Food Politics by Robert Paarlberg is exactly what the title says. I thought I knew quite a bit about my food. I am a vegetarian. I read labels. I have seen the documentaries on our food. I am smart enough to know that meat is not neatly created in styrofoam and plastic wrapped packages. I also know that the long list of chemicals on a frozen burrito wrapper are not natural food stuffs. Furthermore, I know that international trade of food is a touchy subject between countries, small family farms are mostly a thing of the past,and feed lots are trouble in the making. Paalberg has much more to add.
We start with Thomas Malthus who proposed that population growth would outpace food production and result in starvation. Population grows exponentially and compared to linear growth of increased production. Fortunately, technology allowed increased harvests and migration to urban settings slowed population growth. Mankind beat Malthus, at least temporarily.
Paarlberg presents several cases for the cost of food. These included production, famine, speculation, and protectionism. Politics is intertwined in almost every aspect of our food. From subsidies, to tariffs and outright bans, politics controls food. No politician from Iowa would survive with out supporting a farm bill nor a Texan politician survive without supporting the beef industry. Whether or not these government programs provide any real value to farmers is a matter for debate. When the government tries to act in good faith to protect the environment against Concentrated Animal Feeding Operations (CAFO or Feed Lots) it is met with heavy resistance from lobbies and threats of limiting campaign donations. Even when something positive like taxing junk food is proposed it is met by resistance from food processors to the convenient store owners.
What is not pure politics, is in advertising. The food industry manipulates ingredients like fat, sugar, and salt to make irresistible tasting food. This also plays directly to children. The industry spends $2 billion a year advertising food to children. The average American child sees thirteen food advertisements a day. Healthy sounding “Whole Grain” usually means added fat and sugar to make it taste better. School lunches fall to food producers and lobbyists too. Pizza is considered a vegetable because it has tomato sauce. Potato growers fight for French Fries to be included as a healthy vegetable. Other producers fight for the inclusion of soda and junk food to be allowed in schools.
What have food politics gotten us? The Green Revolution provided huge increases in production. The newer battles between agribusiness and sustainability create controversy. Food costs have dropped 50% through the 20th Century and income levels rose 400%. Food is typical 10% of an average American’s budget.
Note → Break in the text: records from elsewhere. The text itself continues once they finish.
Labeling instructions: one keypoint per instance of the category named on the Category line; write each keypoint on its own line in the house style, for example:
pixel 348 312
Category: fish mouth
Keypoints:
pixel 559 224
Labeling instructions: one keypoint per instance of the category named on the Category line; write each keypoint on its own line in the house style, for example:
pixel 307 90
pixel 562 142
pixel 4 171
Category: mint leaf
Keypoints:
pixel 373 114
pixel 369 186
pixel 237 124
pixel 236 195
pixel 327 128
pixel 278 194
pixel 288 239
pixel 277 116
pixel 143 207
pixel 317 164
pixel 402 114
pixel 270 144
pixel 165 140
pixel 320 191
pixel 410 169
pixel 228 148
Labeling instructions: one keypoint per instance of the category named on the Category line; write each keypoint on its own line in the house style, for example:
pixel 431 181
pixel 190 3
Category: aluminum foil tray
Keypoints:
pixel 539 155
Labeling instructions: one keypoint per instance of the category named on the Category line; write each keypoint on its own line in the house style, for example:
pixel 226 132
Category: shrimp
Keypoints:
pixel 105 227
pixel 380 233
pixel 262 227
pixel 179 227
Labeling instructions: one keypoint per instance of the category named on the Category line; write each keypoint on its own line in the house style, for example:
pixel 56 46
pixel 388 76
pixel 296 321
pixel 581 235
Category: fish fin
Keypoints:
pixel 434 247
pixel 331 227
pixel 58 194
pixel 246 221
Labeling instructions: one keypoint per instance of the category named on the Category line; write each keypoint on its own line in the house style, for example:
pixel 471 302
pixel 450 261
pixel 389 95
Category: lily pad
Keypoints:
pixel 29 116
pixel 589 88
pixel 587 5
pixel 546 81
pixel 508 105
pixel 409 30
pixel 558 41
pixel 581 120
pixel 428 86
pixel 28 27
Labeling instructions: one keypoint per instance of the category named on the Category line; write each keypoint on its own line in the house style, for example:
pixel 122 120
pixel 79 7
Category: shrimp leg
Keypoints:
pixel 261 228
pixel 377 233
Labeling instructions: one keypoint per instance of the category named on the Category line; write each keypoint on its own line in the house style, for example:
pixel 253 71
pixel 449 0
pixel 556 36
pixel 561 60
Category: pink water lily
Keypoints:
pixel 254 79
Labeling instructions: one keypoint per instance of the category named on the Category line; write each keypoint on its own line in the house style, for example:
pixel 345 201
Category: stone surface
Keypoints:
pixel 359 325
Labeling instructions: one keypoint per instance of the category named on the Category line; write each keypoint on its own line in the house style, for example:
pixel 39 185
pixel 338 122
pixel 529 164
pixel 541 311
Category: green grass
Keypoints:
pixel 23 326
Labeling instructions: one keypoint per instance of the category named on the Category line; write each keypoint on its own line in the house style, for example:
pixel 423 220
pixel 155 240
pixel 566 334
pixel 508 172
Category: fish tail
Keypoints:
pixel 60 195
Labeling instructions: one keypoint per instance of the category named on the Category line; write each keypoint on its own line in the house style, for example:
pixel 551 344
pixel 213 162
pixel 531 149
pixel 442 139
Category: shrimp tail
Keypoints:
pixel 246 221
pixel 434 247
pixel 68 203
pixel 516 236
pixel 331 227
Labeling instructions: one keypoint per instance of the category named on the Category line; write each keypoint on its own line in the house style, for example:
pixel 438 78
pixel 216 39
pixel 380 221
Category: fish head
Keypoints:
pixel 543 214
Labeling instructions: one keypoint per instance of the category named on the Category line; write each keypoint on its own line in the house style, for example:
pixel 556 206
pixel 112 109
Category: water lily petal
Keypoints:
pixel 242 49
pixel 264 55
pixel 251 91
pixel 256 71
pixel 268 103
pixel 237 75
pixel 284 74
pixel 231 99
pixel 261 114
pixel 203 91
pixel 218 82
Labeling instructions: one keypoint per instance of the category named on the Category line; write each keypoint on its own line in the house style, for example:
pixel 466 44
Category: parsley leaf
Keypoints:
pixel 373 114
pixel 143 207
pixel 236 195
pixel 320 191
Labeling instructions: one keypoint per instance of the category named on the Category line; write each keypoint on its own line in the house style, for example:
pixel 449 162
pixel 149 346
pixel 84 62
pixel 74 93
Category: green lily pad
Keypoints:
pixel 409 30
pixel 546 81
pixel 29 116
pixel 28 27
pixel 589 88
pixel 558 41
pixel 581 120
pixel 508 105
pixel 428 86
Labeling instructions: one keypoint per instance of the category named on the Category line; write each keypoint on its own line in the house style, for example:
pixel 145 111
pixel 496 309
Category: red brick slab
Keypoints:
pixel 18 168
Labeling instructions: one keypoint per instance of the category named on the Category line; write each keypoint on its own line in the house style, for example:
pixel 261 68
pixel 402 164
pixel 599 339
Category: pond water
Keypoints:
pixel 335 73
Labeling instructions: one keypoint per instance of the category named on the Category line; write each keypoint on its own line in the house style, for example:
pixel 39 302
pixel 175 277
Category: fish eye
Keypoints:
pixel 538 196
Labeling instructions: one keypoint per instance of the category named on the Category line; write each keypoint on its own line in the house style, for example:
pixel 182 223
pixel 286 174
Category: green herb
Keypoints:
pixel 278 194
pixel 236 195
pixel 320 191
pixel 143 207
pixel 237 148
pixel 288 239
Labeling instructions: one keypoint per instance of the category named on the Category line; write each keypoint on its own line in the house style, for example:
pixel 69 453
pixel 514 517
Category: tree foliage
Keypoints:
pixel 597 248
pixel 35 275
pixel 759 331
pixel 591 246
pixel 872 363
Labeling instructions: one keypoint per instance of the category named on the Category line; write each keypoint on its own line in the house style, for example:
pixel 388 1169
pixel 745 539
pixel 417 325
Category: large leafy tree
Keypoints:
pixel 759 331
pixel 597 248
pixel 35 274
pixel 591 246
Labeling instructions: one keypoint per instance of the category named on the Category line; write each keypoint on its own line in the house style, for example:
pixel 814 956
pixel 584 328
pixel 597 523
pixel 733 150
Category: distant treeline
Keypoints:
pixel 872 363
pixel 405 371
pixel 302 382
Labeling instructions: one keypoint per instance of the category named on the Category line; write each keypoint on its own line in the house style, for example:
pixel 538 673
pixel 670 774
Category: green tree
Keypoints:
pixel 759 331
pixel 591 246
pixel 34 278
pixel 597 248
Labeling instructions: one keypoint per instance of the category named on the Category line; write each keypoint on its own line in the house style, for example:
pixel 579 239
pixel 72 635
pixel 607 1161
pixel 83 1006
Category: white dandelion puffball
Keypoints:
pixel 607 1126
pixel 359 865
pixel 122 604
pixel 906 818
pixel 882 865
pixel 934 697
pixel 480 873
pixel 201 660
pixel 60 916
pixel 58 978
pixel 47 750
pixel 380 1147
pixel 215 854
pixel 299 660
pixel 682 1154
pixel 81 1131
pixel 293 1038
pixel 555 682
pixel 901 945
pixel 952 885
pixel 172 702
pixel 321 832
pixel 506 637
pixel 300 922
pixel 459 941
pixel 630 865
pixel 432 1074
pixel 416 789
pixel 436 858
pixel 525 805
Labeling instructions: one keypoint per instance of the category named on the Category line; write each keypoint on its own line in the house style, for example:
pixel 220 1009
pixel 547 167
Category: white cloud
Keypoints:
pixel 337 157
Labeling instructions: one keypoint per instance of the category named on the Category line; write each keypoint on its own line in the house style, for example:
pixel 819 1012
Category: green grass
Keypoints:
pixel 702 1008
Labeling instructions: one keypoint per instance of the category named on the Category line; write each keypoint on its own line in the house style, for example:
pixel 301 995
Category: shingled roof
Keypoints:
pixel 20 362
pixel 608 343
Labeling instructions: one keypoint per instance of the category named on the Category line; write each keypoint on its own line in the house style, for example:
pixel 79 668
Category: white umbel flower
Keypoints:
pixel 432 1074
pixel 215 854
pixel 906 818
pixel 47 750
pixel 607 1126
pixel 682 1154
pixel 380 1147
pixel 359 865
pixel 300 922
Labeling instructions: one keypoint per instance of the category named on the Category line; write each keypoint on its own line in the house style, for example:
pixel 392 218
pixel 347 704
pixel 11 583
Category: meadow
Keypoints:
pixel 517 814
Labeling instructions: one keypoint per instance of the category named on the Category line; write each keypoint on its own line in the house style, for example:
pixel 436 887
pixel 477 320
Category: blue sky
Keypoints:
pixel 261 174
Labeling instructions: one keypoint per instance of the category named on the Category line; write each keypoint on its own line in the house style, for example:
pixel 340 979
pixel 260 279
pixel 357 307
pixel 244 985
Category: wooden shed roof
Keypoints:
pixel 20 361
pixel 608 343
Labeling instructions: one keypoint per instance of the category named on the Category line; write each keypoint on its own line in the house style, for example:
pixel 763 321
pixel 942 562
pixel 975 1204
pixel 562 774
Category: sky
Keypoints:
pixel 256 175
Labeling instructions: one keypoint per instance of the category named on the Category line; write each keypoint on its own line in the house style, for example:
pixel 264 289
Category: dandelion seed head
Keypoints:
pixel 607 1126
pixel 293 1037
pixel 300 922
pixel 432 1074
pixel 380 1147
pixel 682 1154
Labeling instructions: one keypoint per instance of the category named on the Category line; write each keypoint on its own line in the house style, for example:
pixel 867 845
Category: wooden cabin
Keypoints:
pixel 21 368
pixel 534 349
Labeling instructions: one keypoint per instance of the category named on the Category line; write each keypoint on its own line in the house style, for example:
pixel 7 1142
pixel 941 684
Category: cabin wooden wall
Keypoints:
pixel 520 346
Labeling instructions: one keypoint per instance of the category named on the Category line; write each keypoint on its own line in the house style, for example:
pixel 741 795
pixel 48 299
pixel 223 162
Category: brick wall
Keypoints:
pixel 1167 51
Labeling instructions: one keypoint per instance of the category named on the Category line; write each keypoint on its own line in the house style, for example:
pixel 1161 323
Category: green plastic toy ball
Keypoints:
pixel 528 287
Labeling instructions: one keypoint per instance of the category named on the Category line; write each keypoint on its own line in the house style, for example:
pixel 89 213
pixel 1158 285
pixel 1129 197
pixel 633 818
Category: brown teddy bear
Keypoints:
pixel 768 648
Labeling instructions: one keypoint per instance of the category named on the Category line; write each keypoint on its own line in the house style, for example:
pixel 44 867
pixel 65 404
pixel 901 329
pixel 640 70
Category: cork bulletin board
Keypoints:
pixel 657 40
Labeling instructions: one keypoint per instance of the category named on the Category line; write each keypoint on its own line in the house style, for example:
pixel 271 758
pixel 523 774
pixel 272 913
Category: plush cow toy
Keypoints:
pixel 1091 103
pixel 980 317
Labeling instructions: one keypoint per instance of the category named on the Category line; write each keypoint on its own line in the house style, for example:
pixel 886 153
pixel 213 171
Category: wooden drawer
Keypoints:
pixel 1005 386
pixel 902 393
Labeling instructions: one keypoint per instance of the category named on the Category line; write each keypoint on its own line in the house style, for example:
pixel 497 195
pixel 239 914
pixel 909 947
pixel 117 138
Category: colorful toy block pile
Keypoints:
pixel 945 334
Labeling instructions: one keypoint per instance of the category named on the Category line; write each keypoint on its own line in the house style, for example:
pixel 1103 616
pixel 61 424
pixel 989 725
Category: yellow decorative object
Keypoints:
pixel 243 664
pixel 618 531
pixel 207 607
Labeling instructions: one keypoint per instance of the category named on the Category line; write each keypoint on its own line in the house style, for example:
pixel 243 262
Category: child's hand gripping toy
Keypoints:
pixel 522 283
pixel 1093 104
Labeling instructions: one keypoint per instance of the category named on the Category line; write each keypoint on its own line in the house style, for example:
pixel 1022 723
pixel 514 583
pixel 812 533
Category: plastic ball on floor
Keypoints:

With that we also have genetically modified food, heavily processed food, high fructose corn syrup, and unprecedented access to a vast variety of fresh fruits and vegetables. We also have a growing obesity problem, but a pharmaceutical industry keeping us “healthy” despite ourselves.
Paarlberg goes into great detail about many more aspects of our food and the politics surrounding it. He presents very balanced arguments and supports them well. His book, however, is not aFast Food Nation or a Food Inc., or anti-Monsanto/ConAgra/ et al; he presents balance and reason. Food and the politics of food is a timely and important subject as we face increased trade, changes in our farming systems, and vocal groups from anti-GMO to others demanding their right to giant sized sodas in New York City. Food Politcs gave me more information than I thought possible on the subject. It is well written and easy to follow. The only complaint I have is that a more complete bibliography could have been included.